Beyond Javascript: Coffeescript

During this year I’ve introduced my self into the world of front-end web development. I’ve never been a fan of the web as a development platform, but I have to admit that the web seems to be the unavoidable platform of the future. During my adventures with web development, I had to deal with Javascript, of course. My opinion about this language is not different from almost everyone else’s: It’s a language with good intentions which ended up being not so good. No wonder why is the most “WTF” language in Stack Overflow. After some months of continuously writing Javascript, I got used to it.

Parallel to my daily JS programming, I’ve been looking for alternatives. These come mostly in the form of languages that compile to Javascript. I decided to try CoffeeScript after watching a cool video titled Better JS with CoffeeScript by Sam Stephenson from 37signals. CS is a nice little language inspired by Ruby, Python and others. I used CS for some small toy projects. It’s very cool and it has a strong community.

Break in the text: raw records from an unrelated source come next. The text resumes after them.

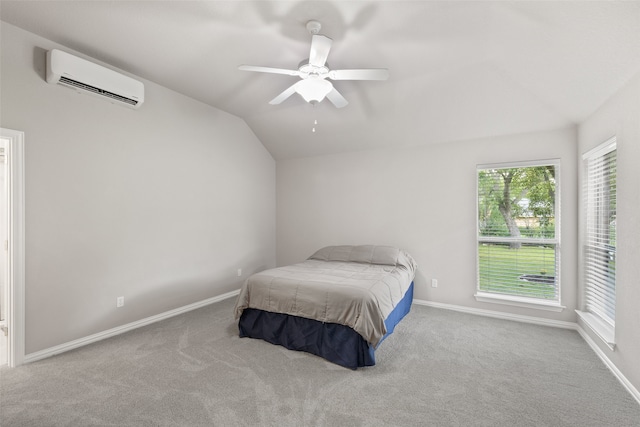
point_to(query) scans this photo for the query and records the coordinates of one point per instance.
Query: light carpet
(439, 368)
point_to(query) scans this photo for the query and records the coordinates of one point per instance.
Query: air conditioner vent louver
(97, 90)
(93, 79)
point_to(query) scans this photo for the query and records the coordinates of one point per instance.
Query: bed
(339, 304)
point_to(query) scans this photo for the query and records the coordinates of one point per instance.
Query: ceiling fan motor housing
(313, 27)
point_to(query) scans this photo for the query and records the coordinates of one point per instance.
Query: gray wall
(423, 200)
(160, 205)
(620, 116)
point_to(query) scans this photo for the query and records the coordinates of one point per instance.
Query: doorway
(4, 255)
(12, 266)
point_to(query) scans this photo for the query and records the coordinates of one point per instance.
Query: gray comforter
(356, 286)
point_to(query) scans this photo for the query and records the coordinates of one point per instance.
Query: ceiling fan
(314, 72)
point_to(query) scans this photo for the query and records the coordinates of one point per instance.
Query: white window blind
(518, 233)
(600, 234)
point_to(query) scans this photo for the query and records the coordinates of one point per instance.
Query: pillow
(369, 254)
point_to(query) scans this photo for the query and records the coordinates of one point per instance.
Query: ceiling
(458, 69)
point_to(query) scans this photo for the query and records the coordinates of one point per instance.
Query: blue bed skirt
(336, 343)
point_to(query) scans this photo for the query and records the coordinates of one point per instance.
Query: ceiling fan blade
(269, 70)
(337, 99)
(320, 47)
(363, 74)
(284, 95)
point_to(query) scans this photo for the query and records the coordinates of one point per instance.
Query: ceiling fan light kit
(314, 86)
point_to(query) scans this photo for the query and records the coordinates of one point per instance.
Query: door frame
(14, 153)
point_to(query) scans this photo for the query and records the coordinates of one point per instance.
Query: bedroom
(139, 203)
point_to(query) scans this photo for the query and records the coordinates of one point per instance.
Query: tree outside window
(518, 231)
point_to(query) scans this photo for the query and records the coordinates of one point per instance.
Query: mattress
(354, 286)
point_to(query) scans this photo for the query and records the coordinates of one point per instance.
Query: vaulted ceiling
(458, 69)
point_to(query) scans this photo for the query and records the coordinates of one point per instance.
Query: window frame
(602, 327)
(516, 300)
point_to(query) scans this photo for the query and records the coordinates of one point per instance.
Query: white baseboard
(616, 372)
(48, 352)
(500, 315)
(545, 322)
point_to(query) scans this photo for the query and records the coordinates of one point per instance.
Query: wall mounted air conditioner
(94, 79)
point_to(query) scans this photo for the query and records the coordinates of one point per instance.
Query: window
(518, 234)
(599, 239)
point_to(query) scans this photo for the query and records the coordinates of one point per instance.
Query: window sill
(519, 301)
(603, 330)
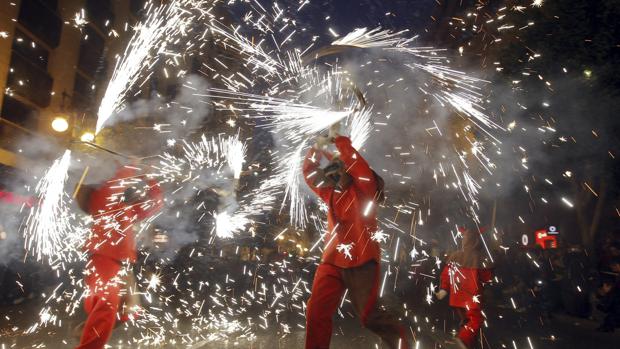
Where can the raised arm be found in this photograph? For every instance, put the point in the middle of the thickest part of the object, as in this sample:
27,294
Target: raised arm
356,166
310,171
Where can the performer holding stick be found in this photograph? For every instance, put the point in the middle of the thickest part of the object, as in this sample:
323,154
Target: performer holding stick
351,259
462,278
116,206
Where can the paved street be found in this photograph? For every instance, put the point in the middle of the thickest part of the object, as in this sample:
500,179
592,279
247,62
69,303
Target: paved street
506,329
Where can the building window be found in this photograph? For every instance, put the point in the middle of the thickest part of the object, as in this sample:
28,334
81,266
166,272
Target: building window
41,18
19,113
91,52
100,13
29,80
83,94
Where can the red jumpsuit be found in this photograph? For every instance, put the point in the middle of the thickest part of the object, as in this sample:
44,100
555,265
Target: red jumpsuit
110,244
465,287
351,222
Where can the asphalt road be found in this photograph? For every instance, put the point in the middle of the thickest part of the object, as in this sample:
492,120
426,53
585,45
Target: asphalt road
505,328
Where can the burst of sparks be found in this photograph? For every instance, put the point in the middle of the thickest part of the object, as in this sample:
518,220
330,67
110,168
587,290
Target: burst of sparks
148,42
48,226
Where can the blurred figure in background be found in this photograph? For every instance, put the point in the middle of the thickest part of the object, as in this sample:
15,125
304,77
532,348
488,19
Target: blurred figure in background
462,278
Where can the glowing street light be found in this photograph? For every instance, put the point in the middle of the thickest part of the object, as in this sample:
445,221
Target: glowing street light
87,137
60,124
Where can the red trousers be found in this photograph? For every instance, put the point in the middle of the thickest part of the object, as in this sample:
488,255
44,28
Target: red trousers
362,282
102,304
472,321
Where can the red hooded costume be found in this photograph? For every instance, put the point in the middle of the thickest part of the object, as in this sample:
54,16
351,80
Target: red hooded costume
111,242
463,277
353,210
351,221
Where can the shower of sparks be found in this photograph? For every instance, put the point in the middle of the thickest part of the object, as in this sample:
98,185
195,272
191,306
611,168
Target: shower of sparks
148,43
361,127
79,20
226,225
364,38
49,226
235,156
271,85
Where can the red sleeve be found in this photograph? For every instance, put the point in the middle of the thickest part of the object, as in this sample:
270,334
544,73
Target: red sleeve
153,203
357,167
444,283
310,166
485,274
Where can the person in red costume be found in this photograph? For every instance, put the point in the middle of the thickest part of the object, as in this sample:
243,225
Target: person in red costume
115,206
351,257
462,278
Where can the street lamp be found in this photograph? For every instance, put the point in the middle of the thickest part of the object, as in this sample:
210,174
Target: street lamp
87,137
60,124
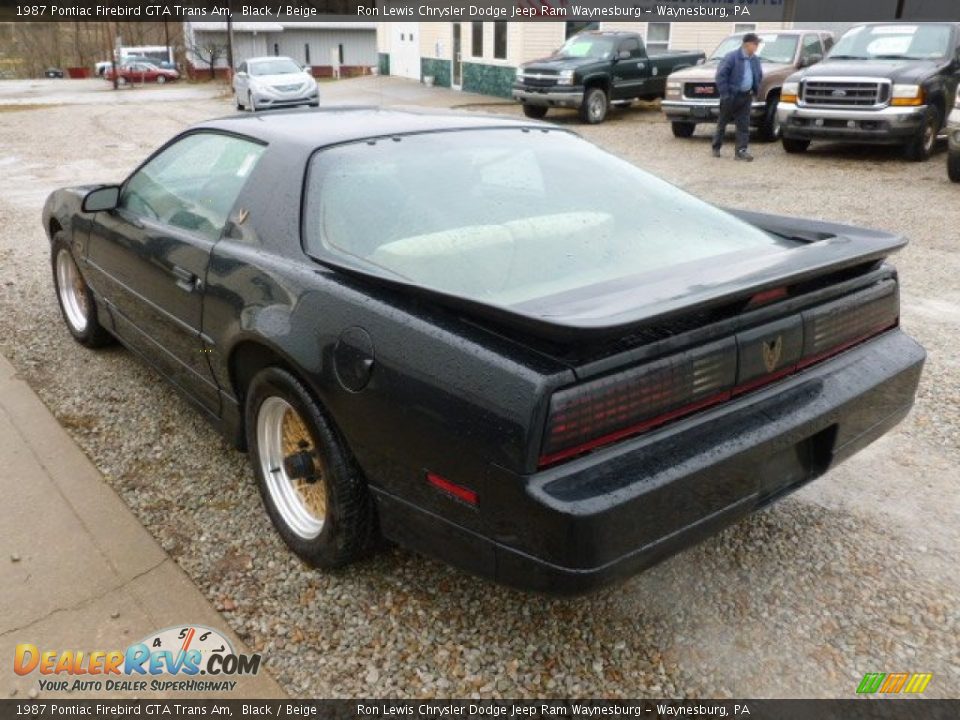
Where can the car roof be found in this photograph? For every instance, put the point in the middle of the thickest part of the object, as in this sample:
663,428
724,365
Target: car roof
264,58
328,126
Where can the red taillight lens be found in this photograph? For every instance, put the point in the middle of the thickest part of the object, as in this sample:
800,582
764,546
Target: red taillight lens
599,412
604,410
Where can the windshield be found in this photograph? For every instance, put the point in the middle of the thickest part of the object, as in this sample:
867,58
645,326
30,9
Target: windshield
773,48
893,42
507,216
592,46
279,66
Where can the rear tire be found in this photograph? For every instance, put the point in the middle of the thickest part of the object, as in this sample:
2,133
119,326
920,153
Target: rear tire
312,489
794,146
595,106
920,148
953,165
77,303
537,112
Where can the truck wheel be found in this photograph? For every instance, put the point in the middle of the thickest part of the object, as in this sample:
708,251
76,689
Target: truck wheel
953,165
792,145
921,146
770,127
595,106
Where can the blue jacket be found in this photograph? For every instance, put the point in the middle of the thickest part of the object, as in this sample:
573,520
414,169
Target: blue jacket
730,73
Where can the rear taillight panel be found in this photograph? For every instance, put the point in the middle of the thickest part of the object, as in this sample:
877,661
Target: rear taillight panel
606,408
599,412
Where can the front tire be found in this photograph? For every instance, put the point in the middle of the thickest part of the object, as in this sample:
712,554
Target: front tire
76,300
920,148
953,165
794,146
537,112
595,106
313,491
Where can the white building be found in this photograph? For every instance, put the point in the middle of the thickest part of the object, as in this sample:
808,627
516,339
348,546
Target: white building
483,56
349,46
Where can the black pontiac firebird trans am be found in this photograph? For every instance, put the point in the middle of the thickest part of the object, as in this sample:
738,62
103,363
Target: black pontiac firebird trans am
485,338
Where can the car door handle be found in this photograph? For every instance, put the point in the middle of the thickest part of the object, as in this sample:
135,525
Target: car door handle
186,280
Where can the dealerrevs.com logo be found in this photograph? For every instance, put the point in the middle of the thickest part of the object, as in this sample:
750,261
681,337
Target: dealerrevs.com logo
173,659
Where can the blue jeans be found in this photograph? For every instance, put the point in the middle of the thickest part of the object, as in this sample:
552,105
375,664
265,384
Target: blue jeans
736,109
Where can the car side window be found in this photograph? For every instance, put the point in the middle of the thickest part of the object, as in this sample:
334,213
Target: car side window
811,46
632,46
194,183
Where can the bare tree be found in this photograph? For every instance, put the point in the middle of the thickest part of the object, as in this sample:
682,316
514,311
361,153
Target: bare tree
208,50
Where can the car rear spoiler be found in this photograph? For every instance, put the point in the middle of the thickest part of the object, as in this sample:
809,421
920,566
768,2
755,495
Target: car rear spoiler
614,308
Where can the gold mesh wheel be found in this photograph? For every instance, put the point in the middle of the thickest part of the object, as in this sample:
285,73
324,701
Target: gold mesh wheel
300,495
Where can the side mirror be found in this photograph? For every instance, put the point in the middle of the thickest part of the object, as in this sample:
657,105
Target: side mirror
103,198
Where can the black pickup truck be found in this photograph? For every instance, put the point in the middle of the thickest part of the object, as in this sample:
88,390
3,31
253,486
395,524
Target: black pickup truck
593,70
891,83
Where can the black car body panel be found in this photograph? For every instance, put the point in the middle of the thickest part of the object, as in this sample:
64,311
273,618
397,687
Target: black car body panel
419,381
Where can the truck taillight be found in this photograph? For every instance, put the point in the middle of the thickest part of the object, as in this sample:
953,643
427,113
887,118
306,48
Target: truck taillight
599,412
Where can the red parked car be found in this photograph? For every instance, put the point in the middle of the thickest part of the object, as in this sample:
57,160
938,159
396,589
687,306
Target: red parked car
141,72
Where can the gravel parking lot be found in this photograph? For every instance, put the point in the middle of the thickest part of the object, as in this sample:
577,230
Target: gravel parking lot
856,573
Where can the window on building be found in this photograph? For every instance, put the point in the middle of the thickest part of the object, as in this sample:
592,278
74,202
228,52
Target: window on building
477,39
658,37
500,40
574,27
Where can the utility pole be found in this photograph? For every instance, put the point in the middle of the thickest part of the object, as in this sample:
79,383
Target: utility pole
229,41
114,55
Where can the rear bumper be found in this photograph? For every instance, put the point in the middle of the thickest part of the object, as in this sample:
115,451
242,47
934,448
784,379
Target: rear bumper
889,125
566,96
705,111
605,516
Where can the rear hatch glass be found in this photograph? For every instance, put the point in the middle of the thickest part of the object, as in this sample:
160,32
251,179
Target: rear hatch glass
510,216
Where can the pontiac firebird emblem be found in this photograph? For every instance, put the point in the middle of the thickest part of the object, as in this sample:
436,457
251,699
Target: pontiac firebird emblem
771,353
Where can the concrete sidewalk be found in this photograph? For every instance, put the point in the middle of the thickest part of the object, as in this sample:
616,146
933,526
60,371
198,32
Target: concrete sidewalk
78,571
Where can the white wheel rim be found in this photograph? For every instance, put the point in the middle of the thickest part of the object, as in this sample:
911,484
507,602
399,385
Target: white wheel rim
301,505
72,291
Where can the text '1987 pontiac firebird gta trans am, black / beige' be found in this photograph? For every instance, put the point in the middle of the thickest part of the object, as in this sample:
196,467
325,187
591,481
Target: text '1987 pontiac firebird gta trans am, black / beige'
486,338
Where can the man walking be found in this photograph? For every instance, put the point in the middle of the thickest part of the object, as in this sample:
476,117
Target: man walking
738,80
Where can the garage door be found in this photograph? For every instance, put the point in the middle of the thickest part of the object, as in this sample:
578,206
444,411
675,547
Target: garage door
405,50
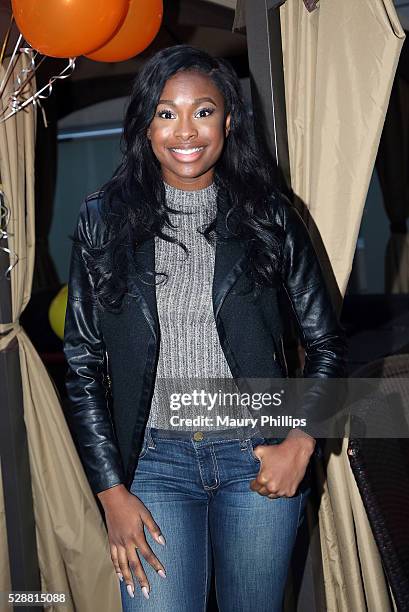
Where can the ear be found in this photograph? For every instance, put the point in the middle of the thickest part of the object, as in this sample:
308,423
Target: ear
227,125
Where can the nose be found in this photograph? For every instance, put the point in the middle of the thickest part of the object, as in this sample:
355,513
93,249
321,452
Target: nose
185,130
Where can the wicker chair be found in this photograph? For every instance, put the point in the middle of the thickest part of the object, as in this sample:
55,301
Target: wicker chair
381,470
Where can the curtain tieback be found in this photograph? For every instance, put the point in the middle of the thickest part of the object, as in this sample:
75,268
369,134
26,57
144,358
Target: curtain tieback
11,329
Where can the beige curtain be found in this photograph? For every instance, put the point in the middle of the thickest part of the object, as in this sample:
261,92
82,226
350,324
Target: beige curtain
71,537
339,65
340,61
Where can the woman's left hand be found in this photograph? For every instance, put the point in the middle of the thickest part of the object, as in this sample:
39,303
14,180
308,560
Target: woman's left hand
282,466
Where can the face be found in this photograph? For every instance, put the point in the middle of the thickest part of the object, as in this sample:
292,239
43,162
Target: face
188,131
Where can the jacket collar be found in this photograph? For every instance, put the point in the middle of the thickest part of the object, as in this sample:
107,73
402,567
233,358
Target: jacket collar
230,262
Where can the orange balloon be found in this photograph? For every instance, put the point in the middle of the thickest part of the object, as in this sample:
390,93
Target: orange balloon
67,28
140,27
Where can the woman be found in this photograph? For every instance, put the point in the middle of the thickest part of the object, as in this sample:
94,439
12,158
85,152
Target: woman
193,201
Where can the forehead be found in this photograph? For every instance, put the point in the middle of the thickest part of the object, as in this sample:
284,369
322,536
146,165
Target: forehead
189,86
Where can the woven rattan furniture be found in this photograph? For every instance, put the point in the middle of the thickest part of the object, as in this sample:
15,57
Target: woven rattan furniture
381,470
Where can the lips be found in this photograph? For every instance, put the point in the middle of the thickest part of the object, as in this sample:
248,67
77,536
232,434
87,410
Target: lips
186,154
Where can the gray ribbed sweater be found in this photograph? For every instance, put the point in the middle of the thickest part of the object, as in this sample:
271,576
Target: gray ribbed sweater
190,350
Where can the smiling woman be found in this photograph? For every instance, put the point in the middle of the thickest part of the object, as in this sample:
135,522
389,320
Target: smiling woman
188,131
221,496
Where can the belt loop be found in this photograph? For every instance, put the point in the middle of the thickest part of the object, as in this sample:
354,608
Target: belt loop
149,440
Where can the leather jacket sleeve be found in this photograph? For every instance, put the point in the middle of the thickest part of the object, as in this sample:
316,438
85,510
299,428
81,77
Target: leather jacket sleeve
87,411
321,334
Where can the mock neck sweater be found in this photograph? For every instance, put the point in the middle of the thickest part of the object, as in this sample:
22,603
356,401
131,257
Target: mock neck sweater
189,350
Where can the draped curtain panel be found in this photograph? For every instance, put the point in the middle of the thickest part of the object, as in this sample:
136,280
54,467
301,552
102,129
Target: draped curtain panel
339,64
72,542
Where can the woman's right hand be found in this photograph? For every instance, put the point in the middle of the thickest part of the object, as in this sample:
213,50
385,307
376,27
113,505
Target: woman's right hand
126,516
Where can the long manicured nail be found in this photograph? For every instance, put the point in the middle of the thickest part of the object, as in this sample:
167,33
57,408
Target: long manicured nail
145,592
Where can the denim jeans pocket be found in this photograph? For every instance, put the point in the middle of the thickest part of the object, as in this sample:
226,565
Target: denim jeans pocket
252,443
144,448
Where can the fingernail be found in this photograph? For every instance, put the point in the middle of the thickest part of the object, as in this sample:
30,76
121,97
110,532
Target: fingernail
145,592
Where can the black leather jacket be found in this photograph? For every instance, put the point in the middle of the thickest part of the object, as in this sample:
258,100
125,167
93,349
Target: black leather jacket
112,357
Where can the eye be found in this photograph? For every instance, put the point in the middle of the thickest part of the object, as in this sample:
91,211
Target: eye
165,114
205,112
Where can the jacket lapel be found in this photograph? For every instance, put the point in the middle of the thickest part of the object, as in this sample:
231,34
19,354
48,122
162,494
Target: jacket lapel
230,257
230,261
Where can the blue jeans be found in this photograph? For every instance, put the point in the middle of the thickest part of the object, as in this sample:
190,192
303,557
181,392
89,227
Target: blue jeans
198,493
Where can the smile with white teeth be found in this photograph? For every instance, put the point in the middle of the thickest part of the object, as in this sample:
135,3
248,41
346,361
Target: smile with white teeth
187,151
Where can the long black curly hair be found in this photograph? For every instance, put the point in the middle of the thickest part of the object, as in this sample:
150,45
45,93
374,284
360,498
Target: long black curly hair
133,204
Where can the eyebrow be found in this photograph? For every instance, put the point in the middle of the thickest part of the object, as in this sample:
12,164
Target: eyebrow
197,101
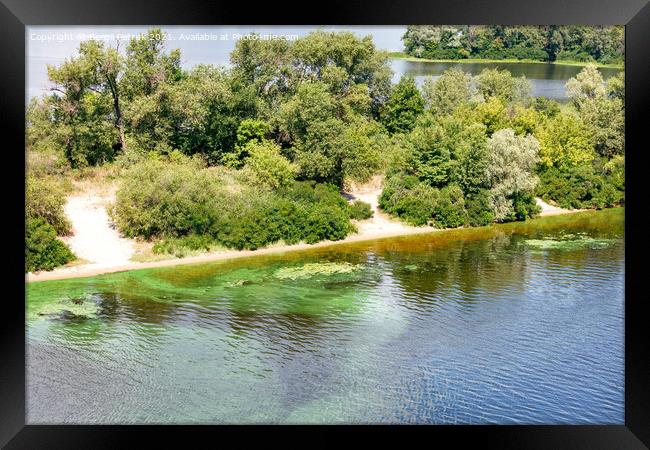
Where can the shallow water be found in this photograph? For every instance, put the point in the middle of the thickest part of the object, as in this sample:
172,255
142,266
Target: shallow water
519,323
547,80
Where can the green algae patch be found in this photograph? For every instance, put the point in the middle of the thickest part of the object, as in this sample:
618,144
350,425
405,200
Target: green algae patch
77,307
569,242
310,270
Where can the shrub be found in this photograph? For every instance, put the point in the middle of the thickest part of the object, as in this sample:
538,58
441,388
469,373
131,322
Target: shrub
44,198
479,209
193,208
406,197
326,222
360,210
449,211
579,187
43,251
269,167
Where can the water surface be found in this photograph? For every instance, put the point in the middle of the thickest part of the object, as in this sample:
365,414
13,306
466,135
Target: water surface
511,324
547,80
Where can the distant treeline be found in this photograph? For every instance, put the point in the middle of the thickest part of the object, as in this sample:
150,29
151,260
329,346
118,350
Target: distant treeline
603,44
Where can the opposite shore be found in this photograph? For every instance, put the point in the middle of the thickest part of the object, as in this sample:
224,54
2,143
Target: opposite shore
404,56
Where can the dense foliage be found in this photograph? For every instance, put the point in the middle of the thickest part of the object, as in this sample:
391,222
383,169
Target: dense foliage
603,44
254,154
43,251
183,199
483,148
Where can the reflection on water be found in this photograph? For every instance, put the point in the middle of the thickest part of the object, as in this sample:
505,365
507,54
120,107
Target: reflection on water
547,80
520,323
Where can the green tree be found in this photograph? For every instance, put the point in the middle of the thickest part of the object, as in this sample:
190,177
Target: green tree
452,89
588,84
511,170
403,107
501,84
605,119
269,167
564,142
43,251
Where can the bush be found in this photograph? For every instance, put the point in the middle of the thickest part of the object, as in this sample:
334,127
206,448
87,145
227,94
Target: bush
406,197
479,209
269,167
326,222
193,208
44,198
360,210
43,251
579,187
524,206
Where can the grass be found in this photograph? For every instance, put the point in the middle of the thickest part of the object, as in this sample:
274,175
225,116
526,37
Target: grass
401,55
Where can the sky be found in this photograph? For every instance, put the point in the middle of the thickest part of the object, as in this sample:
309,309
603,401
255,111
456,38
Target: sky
53,44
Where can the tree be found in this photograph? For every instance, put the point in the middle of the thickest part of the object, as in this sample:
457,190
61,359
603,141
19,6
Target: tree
605,119
269,167
588,84
107,66
565,142
82,110
147,67
616,87
403,107
511,165
452,89
501,84
43,251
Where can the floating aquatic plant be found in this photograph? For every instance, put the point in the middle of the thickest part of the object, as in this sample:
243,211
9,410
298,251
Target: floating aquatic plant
312,269
75,307
569,242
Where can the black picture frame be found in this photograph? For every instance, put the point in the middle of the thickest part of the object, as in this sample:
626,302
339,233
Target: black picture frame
15,15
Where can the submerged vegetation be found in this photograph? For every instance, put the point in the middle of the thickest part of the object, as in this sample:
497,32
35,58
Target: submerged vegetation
257,154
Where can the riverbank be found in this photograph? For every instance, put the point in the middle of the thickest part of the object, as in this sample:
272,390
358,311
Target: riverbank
105,251
403,56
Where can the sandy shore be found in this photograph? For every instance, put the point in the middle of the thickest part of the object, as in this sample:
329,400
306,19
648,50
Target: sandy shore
103,250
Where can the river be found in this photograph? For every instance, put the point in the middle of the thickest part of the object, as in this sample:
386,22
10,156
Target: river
506,324
547,80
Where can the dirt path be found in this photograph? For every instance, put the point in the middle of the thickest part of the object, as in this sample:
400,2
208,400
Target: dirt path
104,250
550,210
94,240
380,223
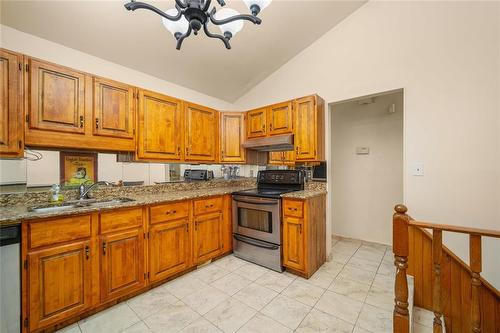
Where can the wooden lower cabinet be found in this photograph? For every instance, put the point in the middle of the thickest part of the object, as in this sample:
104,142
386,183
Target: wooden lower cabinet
59,283
169,248
122,263
304,234
207,236
76,264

Probably the most striking feature of CoffeeScript is that it’s just Javascript. There is almost no semantic changes between them. The difference is purely aesthetic. This has some interesting advantages: 1. Debugging is not a problem because CS can be compiled to human readable JS. 2. CS can easily interoperate with any existent JS code.  The main disadvantage is that CS fixes none of the fundamental problems of JS.

I feel that writing CS is much better than writing JS. However, it took me a while to realize that reading CS is most of the time harder than reading JS. I realized this when reading my own code a few months later. My conclusion is that CoffeeScript’s design has a strong focus on writability, but not on readability. There are two factors that contribute to this in my opinion: 1. The design has a preference for implicit stuff. Some important tokens such as parenthesis, curly brackets, commas and others are optional. This leads to ambiguity in the code that must be resolved by precedence rules and creates code that is very hard to read.  2. The language adopts Perl’s motto: “There’s more than one way to do it“.  This ends up in code with too much different idioms, making things hard to read. I personally prefer Python’s motto: “There should be one and preferably only one obvious way to do it“.

A detailed description of all the readability problems in CoffeeScript deserves its own post. I’ll leave that for later. Meanwhile, I decided not to code in CS anymore. I don’t really see any value on it. I’ll go with plain Javascript when necessary, and I’m also exploring new alternatives such as Google Dart and ClojureScript.